I want my amplifier back. My home stereo has been silent for eight months.

What do I do? Do I try to get my amplifier back? Do I give them one more week? If I get it back from them unrepaired, do I still owe them for their labor, which as far as I can tell as been a complete waste of time?


I would call Hafler off the 1-800 number on their site and ask them where an AUTHORIZED Halfler repair location can be found.
If one does not exsist and your dead set on getting this thing repaired I would get the Techs name that’s working on your unit. One you get a hold of the guy who’s been f’n around with it for 8 months, get his direct number and the hours he works so you can contact him daily to get updates on the unit. Ask him questions about estimated repair time and hold him to it. If they couldn’t find a schematic or parts they should have notified you immediately, not waited a week for you to call back to see what’s up.
If the guy blows you off and doesn’t seem to want to expediate the proccess or keep an open line of communication with you then complain to the owner of the shop about their crappy business practices and ask him straightly “What are you going to do about it!”
He’ll either try to help you out or try to get rid of you. If he tries to get rid of you because he considers your unit a hassle then he should give it back with no labor charges since they failed to fix it. He may just do that to cut his losses. If he won’t give it back without wanting yo charge you then tell him he’s obligated to fix it and you’ll be calling every day for an update on it’s progress.

  1. You never let anyone hold onto something more than a week. If they don’t guarantee it’s finished in a week, you don’t take the item in.

  2. Document everything.

  3. Take them to small claims court if they fail to live up to their written agreement.

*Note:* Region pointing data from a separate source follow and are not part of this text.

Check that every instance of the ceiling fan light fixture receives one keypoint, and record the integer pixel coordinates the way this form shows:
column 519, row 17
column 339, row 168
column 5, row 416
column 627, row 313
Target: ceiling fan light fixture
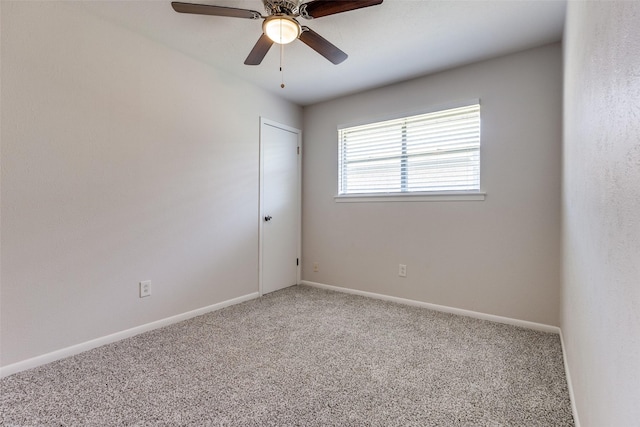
column 281, row 29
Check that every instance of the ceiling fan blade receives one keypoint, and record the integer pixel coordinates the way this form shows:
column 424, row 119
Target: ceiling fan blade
column 321, row 45
column 259, row 51
column 319, row 8
column 205, row 9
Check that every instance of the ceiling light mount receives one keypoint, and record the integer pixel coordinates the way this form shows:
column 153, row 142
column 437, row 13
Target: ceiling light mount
column 281, row 29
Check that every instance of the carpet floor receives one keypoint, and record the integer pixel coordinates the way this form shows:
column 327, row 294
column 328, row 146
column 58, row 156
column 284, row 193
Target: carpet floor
column 304, row 357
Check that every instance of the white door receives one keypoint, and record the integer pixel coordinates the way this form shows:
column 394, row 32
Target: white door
column 279, row 206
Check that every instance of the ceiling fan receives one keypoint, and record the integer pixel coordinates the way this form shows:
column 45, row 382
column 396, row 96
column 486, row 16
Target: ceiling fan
column 280, row 24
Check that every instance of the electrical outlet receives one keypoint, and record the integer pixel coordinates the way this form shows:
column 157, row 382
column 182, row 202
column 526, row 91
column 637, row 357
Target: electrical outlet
column 145, row 288
column 402, row 270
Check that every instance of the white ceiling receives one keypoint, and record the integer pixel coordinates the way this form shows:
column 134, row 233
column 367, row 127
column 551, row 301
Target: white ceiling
column 394, row 41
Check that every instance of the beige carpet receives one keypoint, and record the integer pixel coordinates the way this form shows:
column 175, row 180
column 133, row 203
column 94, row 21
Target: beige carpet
column 304, row 357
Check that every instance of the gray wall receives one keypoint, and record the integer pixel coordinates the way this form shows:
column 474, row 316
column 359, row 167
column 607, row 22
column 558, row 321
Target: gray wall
column 601, row 211
column 122, row 161
column 499, row 256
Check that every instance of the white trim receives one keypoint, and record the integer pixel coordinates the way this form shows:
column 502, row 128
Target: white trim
column 445, row 309
column 441, row 196
column 108, row 339
column 572, row 397
column 408, row 113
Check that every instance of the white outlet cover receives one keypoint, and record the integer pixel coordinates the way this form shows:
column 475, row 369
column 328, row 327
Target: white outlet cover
column 145, row 288
column 402, row 270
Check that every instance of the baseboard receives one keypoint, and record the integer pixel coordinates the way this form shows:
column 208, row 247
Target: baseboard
column 567, row 371
column 88, row 345
column 443, row 308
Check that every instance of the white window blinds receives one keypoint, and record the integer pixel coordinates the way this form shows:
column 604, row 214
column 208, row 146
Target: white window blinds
column 431, row 152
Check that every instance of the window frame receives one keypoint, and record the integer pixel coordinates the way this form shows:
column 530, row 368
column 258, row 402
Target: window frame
column 411, row 196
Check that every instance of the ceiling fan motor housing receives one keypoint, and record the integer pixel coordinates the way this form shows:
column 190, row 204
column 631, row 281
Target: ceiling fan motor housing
column 285, row 7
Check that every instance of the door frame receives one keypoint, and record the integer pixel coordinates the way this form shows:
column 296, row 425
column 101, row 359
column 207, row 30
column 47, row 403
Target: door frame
column 267, row 122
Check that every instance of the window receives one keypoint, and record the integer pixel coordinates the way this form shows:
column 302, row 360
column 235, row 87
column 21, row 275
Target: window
column 426, row 153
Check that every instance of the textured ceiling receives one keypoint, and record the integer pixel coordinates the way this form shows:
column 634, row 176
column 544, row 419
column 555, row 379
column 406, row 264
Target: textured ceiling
column 395, row 41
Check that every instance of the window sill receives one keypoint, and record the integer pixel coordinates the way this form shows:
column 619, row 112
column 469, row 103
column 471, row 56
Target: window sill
column 441, row 196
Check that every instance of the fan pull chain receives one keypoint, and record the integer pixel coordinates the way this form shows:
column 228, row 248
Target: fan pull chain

So at this point, you might be lucky to have done 2 and can do 3.

It’s tough to get good service on older analog equipment. One shop gave up on my beloved Akai RtR, but once a schematic was found, I repaired it. You might want to seek your local chapter of ARRL (American Radio Relay League) as some ham operators are skilled in electronics and love fixing older equipment simply to keep it alive. Good luck.

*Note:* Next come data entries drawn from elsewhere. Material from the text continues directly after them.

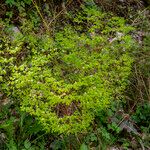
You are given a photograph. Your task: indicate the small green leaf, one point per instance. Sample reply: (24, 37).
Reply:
(27, 144)
(83, 147)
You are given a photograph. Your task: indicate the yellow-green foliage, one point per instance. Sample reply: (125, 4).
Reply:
(64, 81)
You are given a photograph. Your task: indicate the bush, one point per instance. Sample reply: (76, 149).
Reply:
(64, 81)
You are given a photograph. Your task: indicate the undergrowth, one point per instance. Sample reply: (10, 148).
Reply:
(72, 76)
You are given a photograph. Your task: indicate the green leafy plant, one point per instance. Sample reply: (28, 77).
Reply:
(65, 81)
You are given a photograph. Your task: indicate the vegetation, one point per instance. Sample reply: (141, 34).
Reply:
(74, 75)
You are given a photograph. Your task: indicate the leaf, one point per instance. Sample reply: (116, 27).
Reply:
(27, 144)
(83, 147)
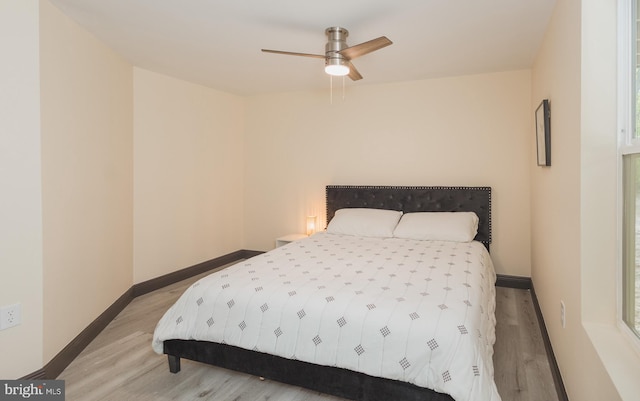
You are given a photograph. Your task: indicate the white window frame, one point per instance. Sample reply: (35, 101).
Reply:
(628, 140)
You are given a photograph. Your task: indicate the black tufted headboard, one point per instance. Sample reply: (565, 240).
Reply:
(416, 199)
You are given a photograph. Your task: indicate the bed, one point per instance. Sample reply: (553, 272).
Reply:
(357, 311)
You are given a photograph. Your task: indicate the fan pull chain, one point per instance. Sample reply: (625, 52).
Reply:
(330, 89)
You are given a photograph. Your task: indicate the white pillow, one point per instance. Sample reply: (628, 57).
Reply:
(364, 222)
(438, 226)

Thanks for the advice folks!

There are no authorized dealers within 1000 miles of me, I’m sorry to say. Also, Hafler does not support their older equipment at all, other than keeping schematics around and being nice about recommending sources for parts.

I’ve never heard of an electronics repair place that has a week turn around.

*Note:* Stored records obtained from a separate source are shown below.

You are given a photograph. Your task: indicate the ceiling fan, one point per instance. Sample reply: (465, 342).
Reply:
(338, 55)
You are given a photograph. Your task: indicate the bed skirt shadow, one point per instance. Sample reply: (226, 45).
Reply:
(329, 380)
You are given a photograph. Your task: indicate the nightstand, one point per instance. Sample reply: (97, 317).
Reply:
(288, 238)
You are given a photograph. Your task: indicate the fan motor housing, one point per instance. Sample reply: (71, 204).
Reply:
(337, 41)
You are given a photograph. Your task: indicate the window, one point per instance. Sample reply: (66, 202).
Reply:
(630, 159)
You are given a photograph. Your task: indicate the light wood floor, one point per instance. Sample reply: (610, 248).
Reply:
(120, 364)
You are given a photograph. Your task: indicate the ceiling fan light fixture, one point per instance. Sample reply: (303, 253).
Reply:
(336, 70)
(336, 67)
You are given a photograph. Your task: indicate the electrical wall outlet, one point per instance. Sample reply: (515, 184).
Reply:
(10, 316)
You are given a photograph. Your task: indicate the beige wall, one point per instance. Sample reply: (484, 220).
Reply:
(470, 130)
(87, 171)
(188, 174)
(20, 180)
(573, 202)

I am preparing for small claims court if necessart. I sure hope it won’t come to that!

For now, I’m going to follow Hampshire’s advice.

For cryin out loud, it’s a STEREO! It has two IDENTICAL circuits. Any idiot with an oscilloscope, a function generator, and half a brain should be able to trace the signal through each side and figure out where the bad component is in all of about 10 minutes, and this assumes that they have limited technical knowledge and just compare the signals on identical components.

If these guys have no board level troubleshooting skills to speak of, they really shouldn’t be in the electronics repair business.

At this point they’ve probably buggered it up to the point where they’ll never be able to fix it. I know if it were my stereo I would be down there screaming bloody hell into the owner’s face and probably wouldn’t leave until they had the thing fixed at their cost in parts. I don’t think it’s possible for them to have screwed it up more than they have.

You have my sympathies. I hope it doesn’t come down to legal action being required.

Even if the closest authorized repair place is 1000 miles away you may want to contact them and see about shipping it to them. If you call them you may actually get a hold of someone with better service than what your getting.